Sunday, May 26, 2013

9 Biggest Data Encryption Myths Busted

9 Biggest Data Encryption Myths Busted

  • By David Tishgart, Gazzang


Image: CJ Schmit/Flickr

Rarely a day goes by that you don’t hear about a data breach. Hospital records stolen. Social media accounts hacked. Education transcripts revealed. Every industry is susceptible and every company is at risk. The result can be embarrassing and expensive at best and absolutely crippling at worst, with potential fines, time-consuming lawsuits, and subsequent loss of customer trust.
The steady pace of breaches reinforces the need for encryption as a last line of defense. Recently however, one of the oldest and most effective security tactics has been largely relegated to an afterthought in today’s new cloud and big data environments.
This is the result of some common misperceptions about encryption and key management related to cost, performance and ease of use.
Today we set the record straight, breaking down the nine biggest encryptions myths.
MYTH 1: Encryption is only for organizations that have compliance requirements. Certainly any company in a regulated industry that mandates data security and privacy should encrypt. That’s a no brainer. But a better way to think about encryption is this: if you’ve got data about your products, customers, employees or market, that you believe is sensitive/competitive, then you should ALWAYS encrypt it, whether there’s a legal obligation or not.
MYTH 2: SSL encrypts data everywhere.
SSL only encrypts data in motion; it does not cover data at rest. As data is written to disk, whether it’s stored for one minute or several years, it should be encrypted.
MYTH 3: Encryption is too complicated and requires too many resources.
Data encryption can be as complicated or as easy as you want to make it. The key is to understand the type of data that needs to be encrypted, where it lives and who should have access to it. There are plenty of readily available, easy to use and affordable encryption tools on the market.

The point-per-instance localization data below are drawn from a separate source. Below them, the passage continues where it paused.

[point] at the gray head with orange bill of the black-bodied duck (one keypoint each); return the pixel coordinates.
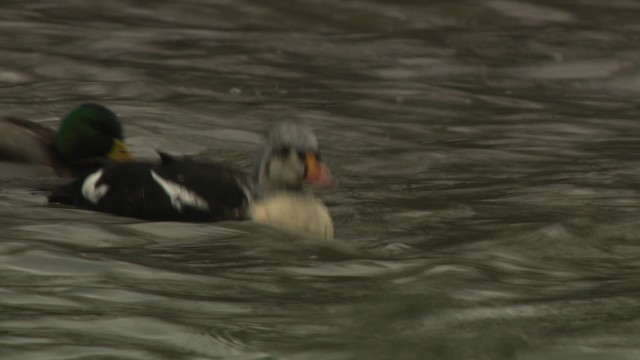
(290, 158)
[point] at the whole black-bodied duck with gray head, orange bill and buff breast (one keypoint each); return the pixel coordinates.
(279, 193)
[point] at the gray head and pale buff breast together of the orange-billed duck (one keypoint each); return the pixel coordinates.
(289, 168)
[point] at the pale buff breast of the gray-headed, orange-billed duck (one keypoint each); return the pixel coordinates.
(299, 214)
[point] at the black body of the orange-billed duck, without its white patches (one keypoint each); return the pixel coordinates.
(133, 191)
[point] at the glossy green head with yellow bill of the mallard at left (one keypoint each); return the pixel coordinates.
(88, 132)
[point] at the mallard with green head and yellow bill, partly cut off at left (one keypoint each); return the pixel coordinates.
(88, 137)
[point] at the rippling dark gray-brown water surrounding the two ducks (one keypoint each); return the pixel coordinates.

If application performance is important, look for a transparent data encryption solution that sits beneath the application layer and does not require modifications to your operating system, application, data or storage.
MYTH 4: Encryption will kill database performance.
There are a number of factors that impact database performance, and encryption is just one. Application-level encryption tends to pack the greatest performance hit, while the file-level encryption penalty is much lower. For maximum application performance, run block-level encryption on a system utilizing the Intel AES-NI co-processor.
MYTH 5: Encryption doesn’t make the cloud more secure.
On the contrary, in many cases storing encrypted data in the cloud is oftentimes more secure than keeping it on premises where insiders may have easier access. To ensure the safekeeping of encrypted data in the cloud, make sure you, not your cloud provider, maintain control of the encryption keys. If your provider requires you to hand over your keys, find another cloud service.
MYTH 6: Encrypted data is secure data.
Too many organizations fail to effectively manage their encryption keys, either storing them on the same server as the encrypted data or allowing a cloud provider to manage them. Storing the key on the same server as your data or handing them over to your cloud provider is akin to locking your car and leaving the keys in the door. Good key management, with strong policy enforcement makes all the difference.
MYTH 7: Key management requires expensive, cloud-adverse hardware.
While this was once true, today there are effective software-based solutions that enable organizations to deploy key management in the cloud or on premises. These solutions can typically be provisioned far faster than hardware security modules (HSMs), are very cloud friendly and meet most compliance statutes.
MYTH 8: If your data is encrypted, it can’t be stolen.
There is no security solution that will protect your data 100%. In fact, companies should operate with the mindset that their data can and likely will be compromised at some point in time. Data encryption can make the breach aftermath much more palatable though, since encrypted data cannot be decrypted without the key
MYTH 9: Encryption is old school. I need a newer security technology to protect big data.
Data encryption is a proven security technique that works very well in modern NoSQL environments. As big data projects move from pilot to production, sensitive data such as protected health information (PHI), financial records, and other forms of personally identifiable information (PII) will likely be captured, processed, analyzed and stored.  Encryption is just as integral to securing data in NoSQL as it is in traditional relational database systems.
Firewalls and VPNs can provide some protection against data breaches and theft, but there is no substitute for strong encryption and effective key management, especially in big data and cloud environments. Now that the biggest myths have been busted, there’s no longer an excuse not to encrypt.
David Tishgart is director of product marketing and strategic alliances at Gazzang.